What “telling” is for:
–Description that goes on more than a line or so.
–Establishing tone.
–Getting through unimportant transitions as briskly as possible.
–Getting through anything else unimportant as briskly as possible.
What avoiding telling necessarily causes:
–Limits description.
–Makes it hard to create a tone at all.
–SLOWS DOWN THE STORY A LOT, and I mean A LOT, and this is a problem even for an author who doesn’t care much about description.
So, what does this post at Anne R Allen’s blog say
A) Too Much “Show Don’t Tell” Slows the Pace.
Some newbie writers confuse descriptions of violence with conflict. If you describe every blow and scream of pain in a fight scene, your story is not moving forward. The story stops until we know how the characters react to what’s going on and how the fight alters the trajectory of the plot.
B) “Camera’s Eye” Showing Skimps on Information
But when a novelist tells us a character clenches his fist, he is not letting us in on much. … You’re not a camera. You’re a novelist. And it’s your job to give us as much information as possible to tell your story.

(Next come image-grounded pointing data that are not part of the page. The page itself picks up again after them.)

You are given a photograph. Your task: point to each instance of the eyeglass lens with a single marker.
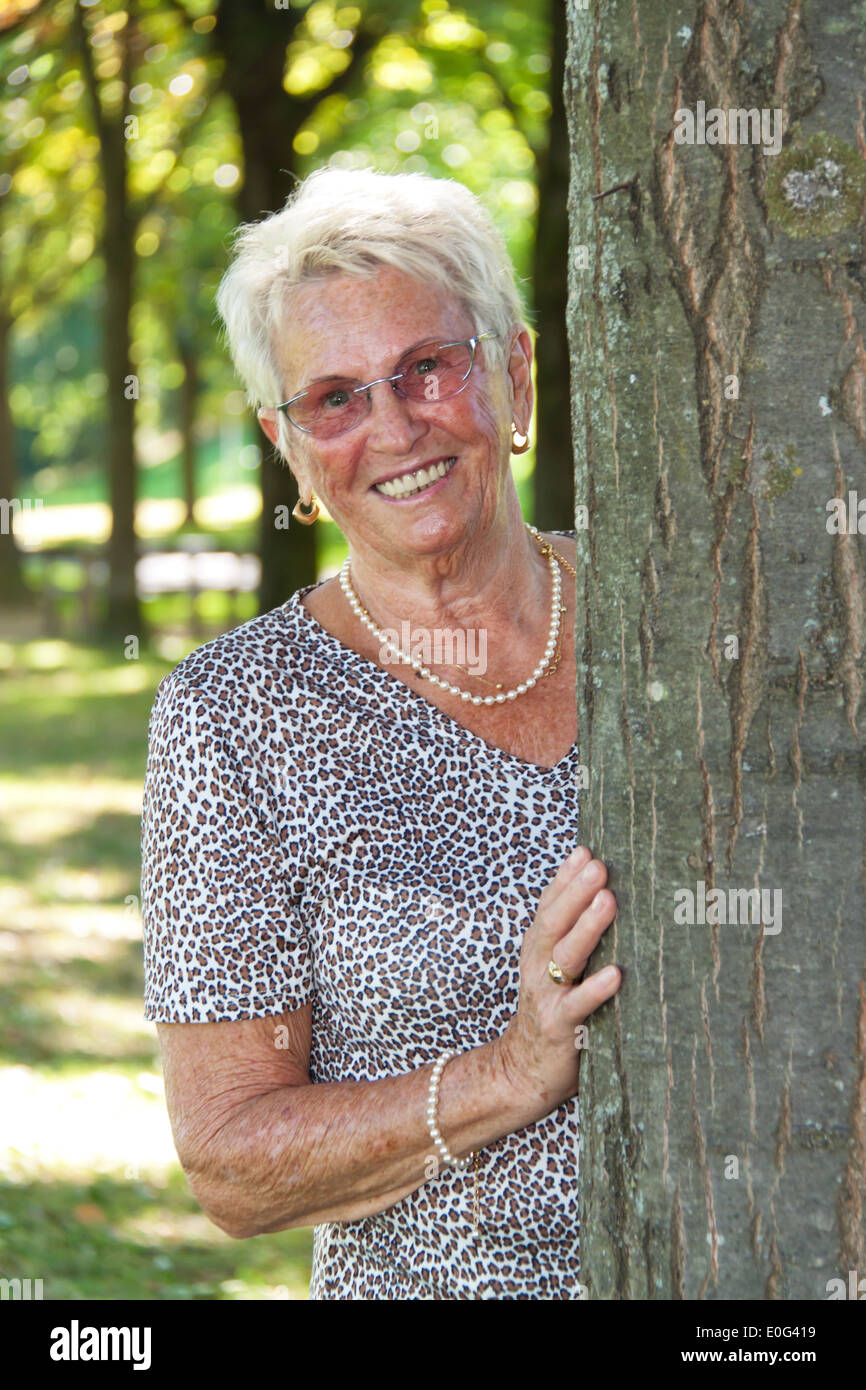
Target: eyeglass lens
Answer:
(431, 371)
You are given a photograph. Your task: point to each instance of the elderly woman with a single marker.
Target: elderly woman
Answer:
(366, 915)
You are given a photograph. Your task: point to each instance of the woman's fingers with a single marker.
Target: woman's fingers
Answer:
(573, 950)
(573, 890)
(585, 998)
(567, 870)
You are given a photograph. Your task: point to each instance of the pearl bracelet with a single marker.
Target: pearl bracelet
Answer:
(433, 1098)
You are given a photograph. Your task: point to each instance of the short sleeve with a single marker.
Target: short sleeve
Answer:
(223, 937)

C) “Show Don’t Tell” Can Distance the Reader from the Character.
An author’s job is to create a connection between the reader and the character. Readers want to get inside the character’s head. But when we meet that guy with the clenched fist, we are just looking at him from the outside. We’re shut out of the story.
D) Withholding Information Annoys the Reader.

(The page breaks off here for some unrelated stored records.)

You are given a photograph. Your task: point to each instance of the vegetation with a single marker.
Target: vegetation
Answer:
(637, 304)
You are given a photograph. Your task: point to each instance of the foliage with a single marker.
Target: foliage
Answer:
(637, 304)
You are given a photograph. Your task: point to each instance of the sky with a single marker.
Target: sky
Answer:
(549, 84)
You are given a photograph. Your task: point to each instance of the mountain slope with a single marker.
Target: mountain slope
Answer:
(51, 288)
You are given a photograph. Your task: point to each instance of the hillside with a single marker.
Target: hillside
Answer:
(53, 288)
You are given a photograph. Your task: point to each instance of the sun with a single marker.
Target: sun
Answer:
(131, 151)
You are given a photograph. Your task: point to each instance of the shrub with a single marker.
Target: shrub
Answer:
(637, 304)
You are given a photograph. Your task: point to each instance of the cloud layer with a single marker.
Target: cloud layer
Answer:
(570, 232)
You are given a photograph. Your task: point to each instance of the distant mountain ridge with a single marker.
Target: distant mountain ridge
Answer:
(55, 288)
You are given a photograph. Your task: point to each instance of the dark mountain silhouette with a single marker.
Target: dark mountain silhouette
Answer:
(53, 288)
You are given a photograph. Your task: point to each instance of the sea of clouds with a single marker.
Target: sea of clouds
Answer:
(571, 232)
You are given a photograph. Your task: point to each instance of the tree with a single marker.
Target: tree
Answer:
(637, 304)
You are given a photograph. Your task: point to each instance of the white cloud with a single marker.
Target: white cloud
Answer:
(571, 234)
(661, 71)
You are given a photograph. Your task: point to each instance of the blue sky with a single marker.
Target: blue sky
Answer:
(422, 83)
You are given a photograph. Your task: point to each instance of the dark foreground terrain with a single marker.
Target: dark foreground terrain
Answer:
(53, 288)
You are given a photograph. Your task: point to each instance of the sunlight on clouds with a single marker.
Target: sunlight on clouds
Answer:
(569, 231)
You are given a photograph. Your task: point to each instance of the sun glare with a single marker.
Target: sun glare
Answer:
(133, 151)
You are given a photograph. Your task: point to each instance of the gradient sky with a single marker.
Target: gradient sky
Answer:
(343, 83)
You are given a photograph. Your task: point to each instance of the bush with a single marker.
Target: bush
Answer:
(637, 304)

Let us know where we are, who the protagonist is and what he wants, or you’ve lost your reader before chapter two. If you have to tell rather than show to keep the reader from leaving, go ahead and do it. Seriously. It’s okay.
E) It’s Hard to Say Anything Original about Body Language.
How many times have you hit the thesaurus looking for a new way to say your character is afraid or angry or elated?
F) Too Much “Showing” Can be a Sign of Over-Workshopping
I know writers who have workshopped the same novel for decades in everything from college classes to writers’ conferences to online critique groups. They often try to follow the advice of every person who gives feedback. What they’re doing is giving away creative control of their own book. They are letting their book be written by committee. They’re also following a recipe for bland, boring writing. Don’t do it.
These are all good points. But surely that last is pure insecurity. This is where the only advice that matters is QUIT ASKING FOR ADVICE. Oh, maybe, PUT THAT AWAY FOR A YEAR and also QUIT ASKING FOR ADVICE. I really feel someone who does this ought to benefit a lot by putting the over-workshopped thing in a drawer and writing something else. When they have their new project finished, they should perhaps ask ONE beta reader for a critique, and then revise ONE time and then make a decision on that basis about whether to send it out into the world.
Having said that, I overworked a book once, and had a difficult time rebuilding it. That was NO FOREIGN SKY, and it was a lesson to me. The lesson was: Don’t keep rewriting according to different people’s advice. Just don’t. Minor revision is one thing; that’s fine. But big rewrites, do it according to your own vision or don’t do it at all. I may not stick to that rule forever, who knows, but that’s my rule for now.
Meanwhile!
I do like the linked post, and I hadn’t thought specifically of how “show don’t tell” can be translated as “don’t put us in the character’s head,” but wow, it sure could be taken that way. Speaking as someone who benefits from being asked, “Can you bring us more into the character’s head?”, I now wonder if this is one reason I dislike “show don’t tell” advice so much — because “show physical movements, avoid revealing the emotional context” is exactly the wrong advice for me. It might be okay for someone else. It might help a different author tone down the angst. Though my impression is, authors who write characters who wallow in angst do it on purpose, so maybe not.
Anyway, bottom line, everybody needs to show effectively and also tell effectively, whatever that means for them; and (as always) proscriptive advice is bad advice.
Also, maybe I should re-read A Winter’s Tale. Maybe I’ll wait till July, when I long for winter. Or for February, when I want to enjoy the winter more.